Question Regarding Data Structure for Echo Chamber Analysis

faalatawi / echo-chamber-score

ECS (Echo Chamber Score) is a method to measure the echo chamber and polarization in social media.

MIT License

5 stars 0 forks source link

Question Regarding Data Structure for Echo Chamber Analysis #1

Closed adafnos closed 10 months ago

adafnos commented 1 year ago

Hi,

thanks for making the code public, this is a very interesting way to study echo chambers. I am planning to use your approach for my case as well. But I have a question about the structure of your datasets. I noticed that the values of the _userid and retweets columns are unique. In my case, the same _userid or even tweets appear more than one time. Is this problematic in your opinion?

Thanks, Andreas

faalatawi commented 1 year ago

Thank you for your interest.

Could you give more details about the issue? Which dataset, file, and user_id?

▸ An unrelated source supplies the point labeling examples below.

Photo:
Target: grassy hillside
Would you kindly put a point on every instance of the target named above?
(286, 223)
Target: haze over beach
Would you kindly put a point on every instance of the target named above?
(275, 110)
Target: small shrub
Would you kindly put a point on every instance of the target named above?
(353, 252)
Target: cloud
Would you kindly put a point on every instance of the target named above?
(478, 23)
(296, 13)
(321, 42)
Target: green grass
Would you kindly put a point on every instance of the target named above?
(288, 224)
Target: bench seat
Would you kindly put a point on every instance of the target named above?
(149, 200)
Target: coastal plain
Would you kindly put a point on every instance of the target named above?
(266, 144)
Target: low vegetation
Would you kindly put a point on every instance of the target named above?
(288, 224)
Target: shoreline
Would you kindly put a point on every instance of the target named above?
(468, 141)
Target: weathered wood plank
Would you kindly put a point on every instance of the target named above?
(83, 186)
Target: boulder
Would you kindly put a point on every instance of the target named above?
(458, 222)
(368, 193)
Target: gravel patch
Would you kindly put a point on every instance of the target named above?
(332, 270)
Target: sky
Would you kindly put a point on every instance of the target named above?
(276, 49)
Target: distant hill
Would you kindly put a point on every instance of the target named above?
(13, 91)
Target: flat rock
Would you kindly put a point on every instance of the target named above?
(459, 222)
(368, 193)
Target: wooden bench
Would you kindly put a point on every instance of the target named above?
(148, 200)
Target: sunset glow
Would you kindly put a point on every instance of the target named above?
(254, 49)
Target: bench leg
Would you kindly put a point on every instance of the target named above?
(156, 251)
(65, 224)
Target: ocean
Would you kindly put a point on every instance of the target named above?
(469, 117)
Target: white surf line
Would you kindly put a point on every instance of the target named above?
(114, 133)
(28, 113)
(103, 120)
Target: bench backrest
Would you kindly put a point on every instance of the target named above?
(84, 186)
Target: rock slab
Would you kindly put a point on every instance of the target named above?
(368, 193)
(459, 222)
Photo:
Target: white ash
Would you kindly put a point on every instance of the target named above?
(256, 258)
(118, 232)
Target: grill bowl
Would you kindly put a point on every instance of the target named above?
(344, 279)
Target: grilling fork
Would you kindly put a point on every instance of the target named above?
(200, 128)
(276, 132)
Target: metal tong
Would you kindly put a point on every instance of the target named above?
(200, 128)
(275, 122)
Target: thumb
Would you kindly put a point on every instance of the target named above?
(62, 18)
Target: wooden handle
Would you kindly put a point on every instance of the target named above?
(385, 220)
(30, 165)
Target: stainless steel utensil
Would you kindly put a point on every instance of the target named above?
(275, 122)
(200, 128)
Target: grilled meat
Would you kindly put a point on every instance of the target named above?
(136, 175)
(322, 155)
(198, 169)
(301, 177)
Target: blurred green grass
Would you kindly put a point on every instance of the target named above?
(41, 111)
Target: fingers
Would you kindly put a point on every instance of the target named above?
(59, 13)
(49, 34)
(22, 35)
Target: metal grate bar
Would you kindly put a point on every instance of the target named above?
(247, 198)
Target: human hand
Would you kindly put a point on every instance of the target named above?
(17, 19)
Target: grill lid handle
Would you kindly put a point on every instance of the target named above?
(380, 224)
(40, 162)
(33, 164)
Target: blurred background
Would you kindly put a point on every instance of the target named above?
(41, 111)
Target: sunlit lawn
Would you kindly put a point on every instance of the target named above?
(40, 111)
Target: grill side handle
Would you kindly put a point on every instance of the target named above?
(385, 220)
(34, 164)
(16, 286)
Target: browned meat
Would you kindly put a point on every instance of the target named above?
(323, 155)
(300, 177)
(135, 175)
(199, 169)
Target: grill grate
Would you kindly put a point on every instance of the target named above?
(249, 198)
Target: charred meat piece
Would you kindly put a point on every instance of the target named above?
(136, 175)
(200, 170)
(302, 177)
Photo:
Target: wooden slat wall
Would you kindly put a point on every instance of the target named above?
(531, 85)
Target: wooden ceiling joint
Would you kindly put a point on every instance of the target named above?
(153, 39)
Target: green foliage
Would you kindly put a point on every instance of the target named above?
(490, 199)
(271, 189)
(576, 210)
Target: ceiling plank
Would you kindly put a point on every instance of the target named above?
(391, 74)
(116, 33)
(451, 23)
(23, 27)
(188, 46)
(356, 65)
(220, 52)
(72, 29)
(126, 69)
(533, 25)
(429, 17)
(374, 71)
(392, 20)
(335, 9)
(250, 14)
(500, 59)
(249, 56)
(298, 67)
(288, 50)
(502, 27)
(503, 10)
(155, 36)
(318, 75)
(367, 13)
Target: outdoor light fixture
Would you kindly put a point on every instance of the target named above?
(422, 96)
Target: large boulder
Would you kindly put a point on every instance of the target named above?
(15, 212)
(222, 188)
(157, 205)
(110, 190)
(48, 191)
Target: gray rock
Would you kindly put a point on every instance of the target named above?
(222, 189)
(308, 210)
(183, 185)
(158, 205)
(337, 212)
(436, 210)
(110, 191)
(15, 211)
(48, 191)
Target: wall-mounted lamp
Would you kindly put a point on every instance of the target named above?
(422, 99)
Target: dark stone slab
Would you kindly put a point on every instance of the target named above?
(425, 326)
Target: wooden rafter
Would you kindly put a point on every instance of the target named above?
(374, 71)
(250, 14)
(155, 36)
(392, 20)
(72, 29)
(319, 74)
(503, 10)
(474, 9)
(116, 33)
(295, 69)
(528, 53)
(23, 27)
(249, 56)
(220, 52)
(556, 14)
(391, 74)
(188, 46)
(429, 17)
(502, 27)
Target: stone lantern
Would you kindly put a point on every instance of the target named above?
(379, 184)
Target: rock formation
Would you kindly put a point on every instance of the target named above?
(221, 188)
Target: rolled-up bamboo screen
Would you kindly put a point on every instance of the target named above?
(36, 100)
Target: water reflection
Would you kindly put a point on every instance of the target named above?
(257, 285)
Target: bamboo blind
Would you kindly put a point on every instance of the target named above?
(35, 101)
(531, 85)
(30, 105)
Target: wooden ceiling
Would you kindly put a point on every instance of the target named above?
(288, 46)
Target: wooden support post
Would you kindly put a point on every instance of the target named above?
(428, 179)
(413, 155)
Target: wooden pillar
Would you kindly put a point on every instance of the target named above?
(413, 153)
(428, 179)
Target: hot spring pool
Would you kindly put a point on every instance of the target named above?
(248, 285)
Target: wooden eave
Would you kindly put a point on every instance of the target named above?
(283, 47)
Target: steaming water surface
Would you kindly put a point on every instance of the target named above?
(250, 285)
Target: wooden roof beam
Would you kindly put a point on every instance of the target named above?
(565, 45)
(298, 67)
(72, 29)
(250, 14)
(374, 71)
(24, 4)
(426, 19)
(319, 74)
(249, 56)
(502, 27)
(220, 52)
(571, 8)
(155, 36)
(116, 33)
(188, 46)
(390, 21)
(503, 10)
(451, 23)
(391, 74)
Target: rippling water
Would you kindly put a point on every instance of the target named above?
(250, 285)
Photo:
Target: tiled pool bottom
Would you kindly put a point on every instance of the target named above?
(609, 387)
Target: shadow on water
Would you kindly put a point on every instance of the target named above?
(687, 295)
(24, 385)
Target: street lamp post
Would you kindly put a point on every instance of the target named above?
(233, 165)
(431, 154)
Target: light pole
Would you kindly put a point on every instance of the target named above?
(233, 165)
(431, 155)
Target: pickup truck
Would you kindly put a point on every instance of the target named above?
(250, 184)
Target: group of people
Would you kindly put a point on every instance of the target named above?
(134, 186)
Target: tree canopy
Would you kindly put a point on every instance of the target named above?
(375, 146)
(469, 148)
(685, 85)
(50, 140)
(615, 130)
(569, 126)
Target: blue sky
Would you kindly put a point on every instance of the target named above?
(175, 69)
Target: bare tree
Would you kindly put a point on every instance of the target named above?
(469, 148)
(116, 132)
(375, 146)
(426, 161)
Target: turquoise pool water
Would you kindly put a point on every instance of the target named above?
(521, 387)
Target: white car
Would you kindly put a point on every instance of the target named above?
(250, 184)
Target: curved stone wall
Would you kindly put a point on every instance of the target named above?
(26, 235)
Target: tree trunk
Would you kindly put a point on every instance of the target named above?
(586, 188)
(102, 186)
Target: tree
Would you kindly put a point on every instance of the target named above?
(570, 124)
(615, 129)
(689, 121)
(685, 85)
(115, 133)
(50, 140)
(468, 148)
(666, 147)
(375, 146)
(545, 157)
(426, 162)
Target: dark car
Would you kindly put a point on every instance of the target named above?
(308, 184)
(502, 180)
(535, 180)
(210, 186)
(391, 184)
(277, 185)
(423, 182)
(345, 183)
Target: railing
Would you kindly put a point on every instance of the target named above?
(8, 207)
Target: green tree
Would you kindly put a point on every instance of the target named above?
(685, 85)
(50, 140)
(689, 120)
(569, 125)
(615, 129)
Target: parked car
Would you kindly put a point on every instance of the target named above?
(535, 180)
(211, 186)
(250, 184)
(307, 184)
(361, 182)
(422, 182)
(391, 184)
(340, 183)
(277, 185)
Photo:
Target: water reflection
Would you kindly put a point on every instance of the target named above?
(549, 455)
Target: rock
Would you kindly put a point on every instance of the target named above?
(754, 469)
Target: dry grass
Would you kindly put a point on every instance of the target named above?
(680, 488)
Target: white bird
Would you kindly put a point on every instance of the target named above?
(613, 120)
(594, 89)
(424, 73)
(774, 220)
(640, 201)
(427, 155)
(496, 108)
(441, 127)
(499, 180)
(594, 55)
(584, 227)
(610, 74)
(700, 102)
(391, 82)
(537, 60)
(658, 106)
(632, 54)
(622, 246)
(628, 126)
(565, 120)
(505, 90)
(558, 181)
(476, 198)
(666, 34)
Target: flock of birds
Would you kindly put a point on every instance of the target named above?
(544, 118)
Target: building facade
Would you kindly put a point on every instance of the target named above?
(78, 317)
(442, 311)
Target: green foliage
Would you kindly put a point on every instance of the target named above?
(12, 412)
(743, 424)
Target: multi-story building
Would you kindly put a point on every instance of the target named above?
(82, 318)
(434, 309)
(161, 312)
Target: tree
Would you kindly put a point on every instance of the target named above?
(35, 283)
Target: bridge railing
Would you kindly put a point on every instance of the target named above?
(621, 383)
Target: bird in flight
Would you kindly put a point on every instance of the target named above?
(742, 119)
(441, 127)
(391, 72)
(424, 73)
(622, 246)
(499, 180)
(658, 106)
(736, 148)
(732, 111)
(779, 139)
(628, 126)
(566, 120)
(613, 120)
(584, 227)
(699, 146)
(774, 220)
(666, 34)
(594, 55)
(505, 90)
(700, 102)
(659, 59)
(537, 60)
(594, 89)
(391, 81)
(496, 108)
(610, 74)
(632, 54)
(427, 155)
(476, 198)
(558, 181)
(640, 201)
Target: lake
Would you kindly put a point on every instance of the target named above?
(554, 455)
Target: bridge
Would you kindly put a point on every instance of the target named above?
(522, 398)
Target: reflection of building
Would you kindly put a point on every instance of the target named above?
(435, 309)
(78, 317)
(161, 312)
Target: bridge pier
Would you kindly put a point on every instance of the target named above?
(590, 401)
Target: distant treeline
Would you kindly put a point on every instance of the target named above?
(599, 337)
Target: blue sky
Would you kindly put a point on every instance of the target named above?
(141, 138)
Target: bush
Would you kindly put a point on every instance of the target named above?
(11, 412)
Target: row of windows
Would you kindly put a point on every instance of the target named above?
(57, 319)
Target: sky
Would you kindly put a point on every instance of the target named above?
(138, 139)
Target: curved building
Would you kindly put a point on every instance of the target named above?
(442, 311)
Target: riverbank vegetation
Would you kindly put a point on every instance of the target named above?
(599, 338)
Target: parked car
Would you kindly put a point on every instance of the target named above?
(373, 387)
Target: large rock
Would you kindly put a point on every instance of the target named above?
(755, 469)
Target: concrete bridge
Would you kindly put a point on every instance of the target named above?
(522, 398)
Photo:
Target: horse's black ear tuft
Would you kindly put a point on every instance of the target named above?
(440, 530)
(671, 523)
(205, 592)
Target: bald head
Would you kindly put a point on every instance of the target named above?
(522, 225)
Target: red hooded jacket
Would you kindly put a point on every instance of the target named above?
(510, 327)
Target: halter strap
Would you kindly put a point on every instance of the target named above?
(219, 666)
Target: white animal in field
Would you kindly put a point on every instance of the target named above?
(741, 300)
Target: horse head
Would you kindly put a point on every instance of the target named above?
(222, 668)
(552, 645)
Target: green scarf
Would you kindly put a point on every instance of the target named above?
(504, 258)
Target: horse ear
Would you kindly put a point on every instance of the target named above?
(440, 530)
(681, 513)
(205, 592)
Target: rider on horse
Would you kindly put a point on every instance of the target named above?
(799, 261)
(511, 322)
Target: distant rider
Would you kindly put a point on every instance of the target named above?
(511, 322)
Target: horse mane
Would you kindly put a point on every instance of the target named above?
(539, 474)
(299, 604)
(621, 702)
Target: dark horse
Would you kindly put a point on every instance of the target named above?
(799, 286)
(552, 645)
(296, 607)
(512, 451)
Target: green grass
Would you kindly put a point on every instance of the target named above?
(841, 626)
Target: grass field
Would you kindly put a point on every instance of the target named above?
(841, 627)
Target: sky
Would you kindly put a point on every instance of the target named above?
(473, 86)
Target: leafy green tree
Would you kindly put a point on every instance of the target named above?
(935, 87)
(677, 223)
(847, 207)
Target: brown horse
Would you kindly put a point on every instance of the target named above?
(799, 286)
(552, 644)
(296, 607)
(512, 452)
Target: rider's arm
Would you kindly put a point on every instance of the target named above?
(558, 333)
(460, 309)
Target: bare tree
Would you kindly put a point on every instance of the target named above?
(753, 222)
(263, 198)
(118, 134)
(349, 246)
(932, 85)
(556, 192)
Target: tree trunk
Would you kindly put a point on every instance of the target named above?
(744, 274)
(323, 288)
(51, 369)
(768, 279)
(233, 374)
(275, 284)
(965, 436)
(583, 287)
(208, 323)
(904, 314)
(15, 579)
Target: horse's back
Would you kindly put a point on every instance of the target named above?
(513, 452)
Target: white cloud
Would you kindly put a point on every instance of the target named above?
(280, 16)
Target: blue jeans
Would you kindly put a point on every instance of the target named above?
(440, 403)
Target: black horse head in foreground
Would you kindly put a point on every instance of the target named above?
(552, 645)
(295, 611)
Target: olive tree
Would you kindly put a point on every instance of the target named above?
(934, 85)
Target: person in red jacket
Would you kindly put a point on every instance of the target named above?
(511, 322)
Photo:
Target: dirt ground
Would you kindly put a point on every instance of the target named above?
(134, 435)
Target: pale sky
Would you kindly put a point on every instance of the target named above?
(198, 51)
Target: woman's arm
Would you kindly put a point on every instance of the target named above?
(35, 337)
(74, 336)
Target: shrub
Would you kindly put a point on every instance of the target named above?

adafnos commented 1 year ago

For example, if you analyse the gun dataset (data/gun/tweets.feather), it has two columns, i.e. user_id and tweets. The shape of the dataframe is (6941, 2). The length of the unique values in the user_id column is also 6941. This is not the case with my data.

I'm asking this question because after trying your code, I always get two communities: one very small one with, say, < 50 nodes and another with > 30000 nodes. I tried different time intervals for the RT networks, but the results are always the same: one small community and another large one. I just wanted to make sure that the structure of my dataset doesn't affect the results.

faalatawi commented 1 year ago

Which code? Are you talking about community detection?

adafnos commented 1 year ago

Hi, everything works fine now. I hadn't realised that I needed to group together all the tweets that belong to the same user, that's why the results did not make sense.